In court, Williams will face 15 charges for the violation of several provisions of the Securities Act of 1933, the Securities and Exchange Act of 1934 and the Investment Advisers Act of 1940.
The claims includes: the use of means of communication, mail and transportation of interstate commerce to defraud; obtaining money and property through false statements and omission of data; carrying out transactions, practices or conduct fraudulent business to defraud buyers; using mechanisms, schemes or devices to defraud in relation to the purchase of securities; serving as an “investment advisor” to defraud; and illicit enrichment, among other possible crimes.
The SEC asked the Court to order Williams to pay back the misappropriated funds. They also requested an order to ban Williams and everyone related to his companies from destroying, mutilating or altering related documents; and another for Williams to pay civil penalties to those affected by the alleged fraud.
Williams reacts to charges
In November 2016, Williams signed a $15 million contract for investment with the CFSE and another for $2 million with ACAA through Kinetic Funds I. Both contracts are valid until 2021. More than 23% of Kinetic portfolio’s assets were diverted between January 2015 and September 2019, the lawsuit states. The SEC asked the court to issue an order to freeze Williams’ and his companies’ accounts. It also requested that a Trustee be appointed to manage the funds.

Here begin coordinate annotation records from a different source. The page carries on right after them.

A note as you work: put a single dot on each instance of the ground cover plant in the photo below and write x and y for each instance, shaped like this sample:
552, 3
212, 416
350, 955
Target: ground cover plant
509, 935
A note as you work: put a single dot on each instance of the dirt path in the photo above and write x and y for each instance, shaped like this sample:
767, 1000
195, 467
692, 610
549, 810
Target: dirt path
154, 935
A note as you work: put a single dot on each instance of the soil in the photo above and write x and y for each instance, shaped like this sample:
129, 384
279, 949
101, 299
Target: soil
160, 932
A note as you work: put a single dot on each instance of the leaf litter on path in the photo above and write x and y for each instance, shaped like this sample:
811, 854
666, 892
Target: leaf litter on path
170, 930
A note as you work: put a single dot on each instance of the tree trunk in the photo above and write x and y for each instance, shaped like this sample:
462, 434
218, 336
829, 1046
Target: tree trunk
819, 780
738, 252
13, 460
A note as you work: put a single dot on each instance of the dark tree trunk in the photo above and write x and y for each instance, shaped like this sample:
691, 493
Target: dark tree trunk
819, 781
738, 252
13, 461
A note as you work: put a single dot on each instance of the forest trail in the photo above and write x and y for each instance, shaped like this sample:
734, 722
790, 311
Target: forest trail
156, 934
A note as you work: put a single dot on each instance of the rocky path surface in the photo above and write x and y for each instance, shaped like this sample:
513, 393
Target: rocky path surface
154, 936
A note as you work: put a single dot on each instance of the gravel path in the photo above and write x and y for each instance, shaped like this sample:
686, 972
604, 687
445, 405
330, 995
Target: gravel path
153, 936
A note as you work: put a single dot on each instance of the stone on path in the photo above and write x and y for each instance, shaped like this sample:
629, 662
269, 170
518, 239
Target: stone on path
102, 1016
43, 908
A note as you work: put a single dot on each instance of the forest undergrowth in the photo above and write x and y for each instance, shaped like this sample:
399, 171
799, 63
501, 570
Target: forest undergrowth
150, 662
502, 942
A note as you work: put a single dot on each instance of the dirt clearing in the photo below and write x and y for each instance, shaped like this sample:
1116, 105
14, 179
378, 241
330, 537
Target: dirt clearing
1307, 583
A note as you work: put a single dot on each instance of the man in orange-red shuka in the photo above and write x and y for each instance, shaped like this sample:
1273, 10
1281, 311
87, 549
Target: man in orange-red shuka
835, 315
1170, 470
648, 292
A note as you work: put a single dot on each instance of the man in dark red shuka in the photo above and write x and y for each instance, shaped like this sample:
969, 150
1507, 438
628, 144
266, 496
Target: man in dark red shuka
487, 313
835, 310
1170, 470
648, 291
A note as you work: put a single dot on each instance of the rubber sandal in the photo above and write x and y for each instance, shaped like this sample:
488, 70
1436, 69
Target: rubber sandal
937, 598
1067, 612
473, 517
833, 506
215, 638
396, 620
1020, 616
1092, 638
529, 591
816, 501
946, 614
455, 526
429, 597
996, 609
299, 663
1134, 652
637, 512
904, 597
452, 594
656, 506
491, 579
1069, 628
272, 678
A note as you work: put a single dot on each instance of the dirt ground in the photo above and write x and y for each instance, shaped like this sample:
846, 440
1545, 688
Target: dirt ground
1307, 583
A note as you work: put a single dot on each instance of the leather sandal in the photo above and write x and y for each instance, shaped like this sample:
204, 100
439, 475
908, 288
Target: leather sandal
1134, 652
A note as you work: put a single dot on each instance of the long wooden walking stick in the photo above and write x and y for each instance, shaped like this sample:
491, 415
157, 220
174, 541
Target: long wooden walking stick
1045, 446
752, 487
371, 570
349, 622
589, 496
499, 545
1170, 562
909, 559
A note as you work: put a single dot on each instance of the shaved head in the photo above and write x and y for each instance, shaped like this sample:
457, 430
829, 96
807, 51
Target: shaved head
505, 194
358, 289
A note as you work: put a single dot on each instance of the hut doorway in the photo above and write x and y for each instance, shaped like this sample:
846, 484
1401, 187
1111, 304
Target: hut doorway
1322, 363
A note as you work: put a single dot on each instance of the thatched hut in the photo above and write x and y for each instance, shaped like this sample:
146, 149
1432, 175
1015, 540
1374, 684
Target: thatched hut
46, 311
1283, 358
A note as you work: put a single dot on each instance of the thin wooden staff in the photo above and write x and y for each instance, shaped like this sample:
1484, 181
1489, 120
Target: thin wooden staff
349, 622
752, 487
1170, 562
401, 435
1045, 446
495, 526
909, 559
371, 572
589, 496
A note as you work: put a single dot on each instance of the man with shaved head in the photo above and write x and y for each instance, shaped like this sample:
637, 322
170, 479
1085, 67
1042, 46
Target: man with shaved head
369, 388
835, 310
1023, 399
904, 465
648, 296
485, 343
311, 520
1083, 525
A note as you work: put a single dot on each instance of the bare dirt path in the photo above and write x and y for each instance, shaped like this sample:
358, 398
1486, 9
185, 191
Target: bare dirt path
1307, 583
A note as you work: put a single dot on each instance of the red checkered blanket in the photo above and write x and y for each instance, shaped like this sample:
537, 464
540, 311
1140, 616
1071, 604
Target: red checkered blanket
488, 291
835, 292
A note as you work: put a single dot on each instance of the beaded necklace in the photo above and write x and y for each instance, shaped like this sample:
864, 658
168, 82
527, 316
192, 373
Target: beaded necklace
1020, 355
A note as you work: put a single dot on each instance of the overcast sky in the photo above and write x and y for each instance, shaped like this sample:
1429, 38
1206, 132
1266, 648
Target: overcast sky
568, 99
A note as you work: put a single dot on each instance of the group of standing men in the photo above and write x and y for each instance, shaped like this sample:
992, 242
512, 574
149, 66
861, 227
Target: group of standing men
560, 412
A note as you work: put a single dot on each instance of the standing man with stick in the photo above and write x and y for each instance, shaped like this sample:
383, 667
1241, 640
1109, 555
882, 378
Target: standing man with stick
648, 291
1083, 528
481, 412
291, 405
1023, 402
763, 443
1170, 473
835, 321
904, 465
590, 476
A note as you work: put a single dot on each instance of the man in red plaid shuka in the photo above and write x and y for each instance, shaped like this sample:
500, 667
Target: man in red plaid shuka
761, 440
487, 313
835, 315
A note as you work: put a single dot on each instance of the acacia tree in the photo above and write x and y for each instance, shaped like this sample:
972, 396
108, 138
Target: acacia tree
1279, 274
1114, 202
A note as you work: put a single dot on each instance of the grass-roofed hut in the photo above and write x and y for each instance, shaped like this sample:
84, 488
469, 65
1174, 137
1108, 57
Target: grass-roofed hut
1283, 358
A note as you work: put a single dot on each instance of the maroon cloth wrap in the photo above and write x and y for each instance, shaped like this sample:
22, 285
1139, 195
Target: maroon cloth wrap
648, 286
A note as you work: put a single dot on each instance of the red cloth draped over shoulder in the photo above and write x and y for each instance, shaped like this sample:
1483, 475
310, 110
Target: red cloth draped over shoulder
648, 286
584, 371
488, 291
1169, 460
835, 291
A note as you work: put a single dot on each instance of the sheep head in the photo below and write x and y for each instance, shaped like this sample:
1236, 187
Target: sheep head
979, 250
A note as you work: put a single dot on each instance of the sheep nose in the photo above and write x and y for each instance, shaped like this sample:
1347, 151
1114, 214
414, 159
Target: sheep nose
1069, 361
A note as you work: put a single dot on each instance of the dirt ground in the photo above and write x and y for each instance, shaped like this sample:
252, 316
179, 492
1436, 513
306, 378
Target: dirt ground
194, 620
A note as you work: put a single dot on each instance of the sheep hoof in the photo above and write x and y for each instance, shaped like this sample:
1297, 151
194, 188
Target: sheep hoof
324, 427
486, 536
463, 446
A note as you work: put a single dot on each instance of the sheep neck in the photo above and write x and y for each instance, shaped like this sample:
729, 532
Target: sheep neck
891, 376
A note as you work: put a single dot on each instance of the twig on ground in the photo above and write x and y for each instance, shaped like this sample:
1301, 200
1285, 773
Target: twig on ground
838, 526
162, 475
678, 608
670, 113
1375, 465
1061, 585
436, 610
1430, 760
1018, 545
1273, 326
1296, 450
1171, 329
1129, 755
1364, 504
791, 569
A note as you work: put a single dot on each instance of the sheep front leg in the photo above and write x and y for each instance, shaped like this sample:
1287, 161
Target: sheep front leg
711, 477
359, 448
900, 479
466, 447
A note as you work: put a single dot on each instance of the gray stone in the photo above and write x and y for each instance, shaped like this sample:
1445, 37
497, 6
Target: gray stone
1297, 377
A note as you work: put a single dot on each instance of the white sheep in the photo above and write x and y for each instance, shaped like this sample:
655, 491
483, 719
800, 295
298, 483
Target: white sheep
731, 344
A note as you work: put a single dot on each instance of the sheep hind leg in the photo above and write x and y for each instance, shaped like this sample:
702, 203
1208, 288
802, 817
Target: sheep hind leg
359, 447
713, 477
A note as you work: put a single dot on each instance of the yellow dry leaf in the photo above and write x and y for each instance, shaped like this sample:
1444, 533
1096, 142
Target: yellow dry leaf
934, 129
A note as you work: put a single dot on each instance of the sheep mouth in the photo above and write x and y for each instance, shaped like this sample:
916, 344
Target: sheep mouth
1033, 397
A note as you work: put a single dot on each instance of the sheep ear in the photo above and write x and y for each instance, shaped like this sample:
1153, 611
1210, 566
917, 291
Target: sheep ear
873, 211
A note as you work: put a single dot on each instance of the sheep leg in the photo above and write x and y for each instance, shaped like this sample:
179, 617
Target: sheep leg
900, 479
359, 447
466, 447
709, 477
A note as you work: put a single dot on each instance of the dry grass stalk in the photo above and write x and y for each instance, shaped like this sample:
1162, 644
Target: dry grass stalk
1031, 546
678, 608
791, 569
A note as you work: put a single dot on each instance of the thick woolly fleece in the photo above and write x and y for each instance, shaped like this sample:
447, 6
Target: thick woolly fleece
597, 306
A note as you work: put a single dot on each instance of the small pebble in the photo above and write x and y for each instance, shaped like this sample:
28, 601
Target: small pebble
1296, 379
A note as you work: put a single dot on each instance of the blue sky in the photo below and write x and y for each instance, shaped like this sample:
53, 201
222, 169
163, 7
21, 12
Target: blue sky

The CPI asked Gicela Ayala, the CFSE press Spokesperson if the $15 million invested by the public corporation could suffer with the possible freezing of Kinetic’s accounts.
“It is a decision by the SEC in favor of the investors, which includes the CFSE. The possibility of a freeze has not been raised. The accounts and their assets are frozen so that there are no further transactions with the securities. As part of this process, the SEC appoints a funds administrator to protect the value of the assets that Kinetic or Williams have in their name and that belong to the investors. The CFSE is willing to wait for the findings, the loss or gains, and then make decisions, among which is the cancellation of the [Kinetic] contract,” the CFSE replied in written statements.
The companies belonging to Williams’ that received money from Kinetic Funds in “violations without any legitimate entitlement to the funds” include Lendacy — through which it offered credit lines — Scipio, LF42, El Morro Financial Group and Kinetic International. The latter had an international financial entity decree under Puerto Rico Law 273, which according to the Department of Economic Development and Commerce (DDEC, in Spanish) was cancelled in July 2019.
“After selling my tech company I invested my money in Puerto Rico because I believed the Commonwealth offered a rare opportunity to grow and prosper. Recently a SEC civil complaint was filed against myself and my business. In our opinion this information was false and self-serving. We have cooperated with the SEC and there have been NO judicial findings made against me or the businesses. We deny these false allegations and intend to vigorously defend ourselves against them. We have retained a world-class legal firm and investigative team and are confident that we shall prevail,” said Williams in a written statement to the CPI.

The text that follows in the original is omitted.